I have seen that reported in documentaries! I think it is beyond sad, when people place their religion above their own blood (kind). There is no freedom to 'be'...in any of that behavior! In essence they say...'if you follow my rules and laws, then you will be ACCEPTABLE! This is not a one time error, that a person might make...they throw (shun) you out forever! There is something just plain inhumane in that practice and sooner than later, I would be staying away from them! Every human being has the right to live with acceptance and support out in the open...for all to see! Not accepted part ways...that is crazy making!

6

I wouldn’t go home for dinner.

7

If it were me, I'd be clear with them that if they're to have me for dinner then they're going to have me fully as a member of the family or not at all. To treat me as an outcast or as second class because I don't believe what they believe is a hurtful disrespect that I would never show them. They would need to make a decision: do they want me in their lives or do they want to shun me? It can't be both.

3

It’s psycho cruelty. Fux sake. They are too far gone. I feel for you man. Just pity them and love them anyway to show they don’t have a monopoly on morality.

2

I also grew up in a mennonite group but there was no policy of shunning. I suppose there was less social contact if one left but you weren't cut off and certainly no eating at separate tables.

2

Sounds really childish

2

A former friend of mine became JW and suddenly every time I call to get together to hang out, he was always in meetings at work. (He was a mechanic). I gave up and let him choose his religion over his closest friends.

1

Shunning is an old and effective practice to maintain control within a religion/cult, community, or group. The deeper the ties the tighter the hold. It is very difficult for family members who question or leave the religion and painful for the family to be forced to shun or be shunned. How to react depends on how important it is to maintain a relationship with your family.

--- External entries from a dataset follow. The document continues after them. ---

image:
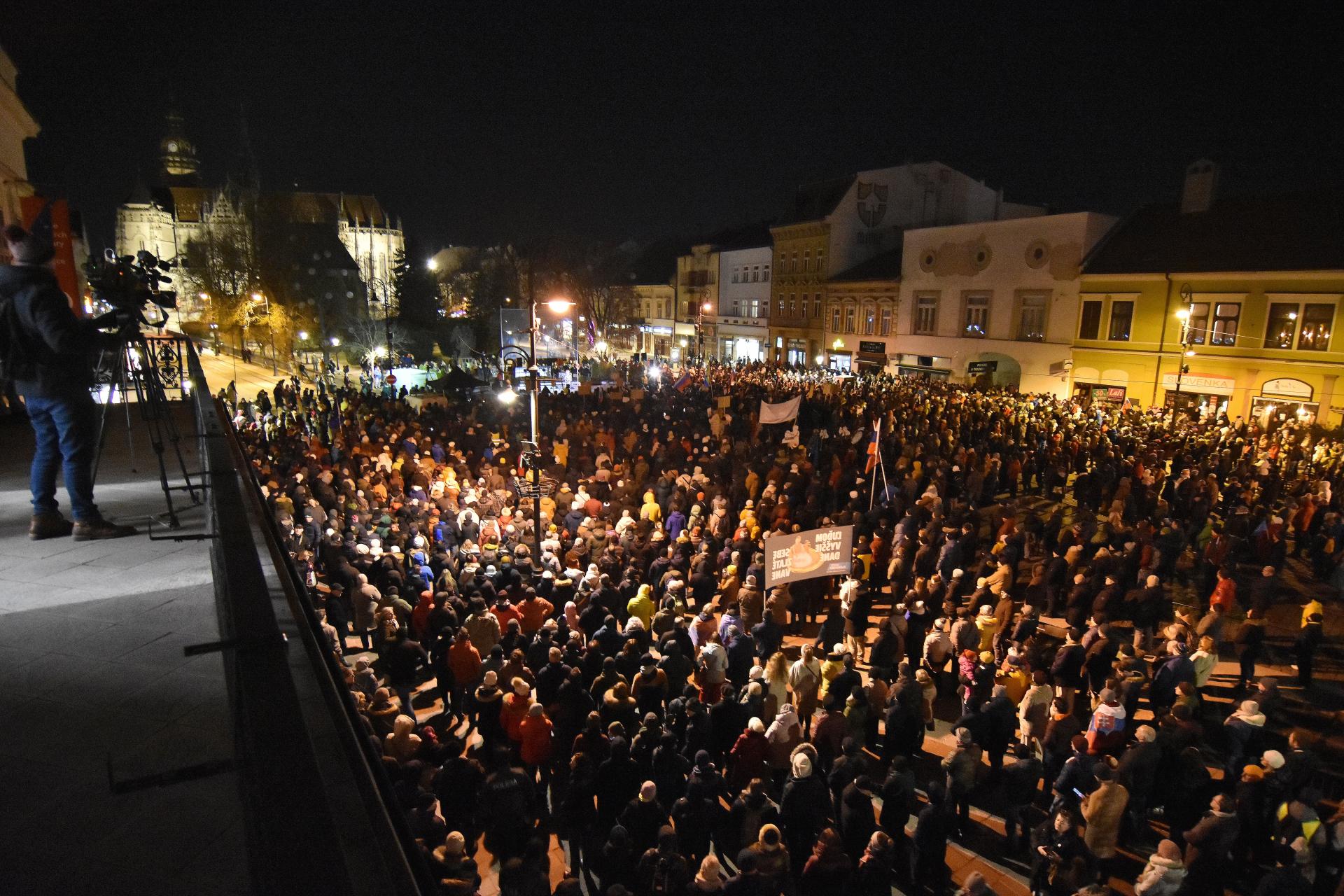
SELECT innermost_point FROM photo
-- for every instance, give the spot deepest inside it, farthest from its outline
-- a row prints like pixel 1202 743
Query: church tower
pixel 175 150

For myself, I would walk away just to maintain my own sanity but I can’t speak for anyone else nor could I judge.

Betty Level 8 Mar 27, 2018
1

It is a form of coercive punishment designed to try to force doubtrs back into the fold.

0

I'd say, "Thanks, but no thanks" and walk away without a backwards glance.

I'm sorry you have lousy parents. Go out and meet people who will love and like the person you are.

1

It’s toxic behavior. Period. And highly abusive.

You need to figure out if it is still beneficial for you to have relationships with people who make you endure this stuff. I personally do not have relationships with toxic people although I have to work with them. But in our personal lives we get to make these decisions, it’s one of the few things that we have control over.

0

It's childish. Ask 'em if it makes them feel better.

0

I would feel that much more confident in my decision to self ex-communicate from a religion that believes that behavior is appropriate.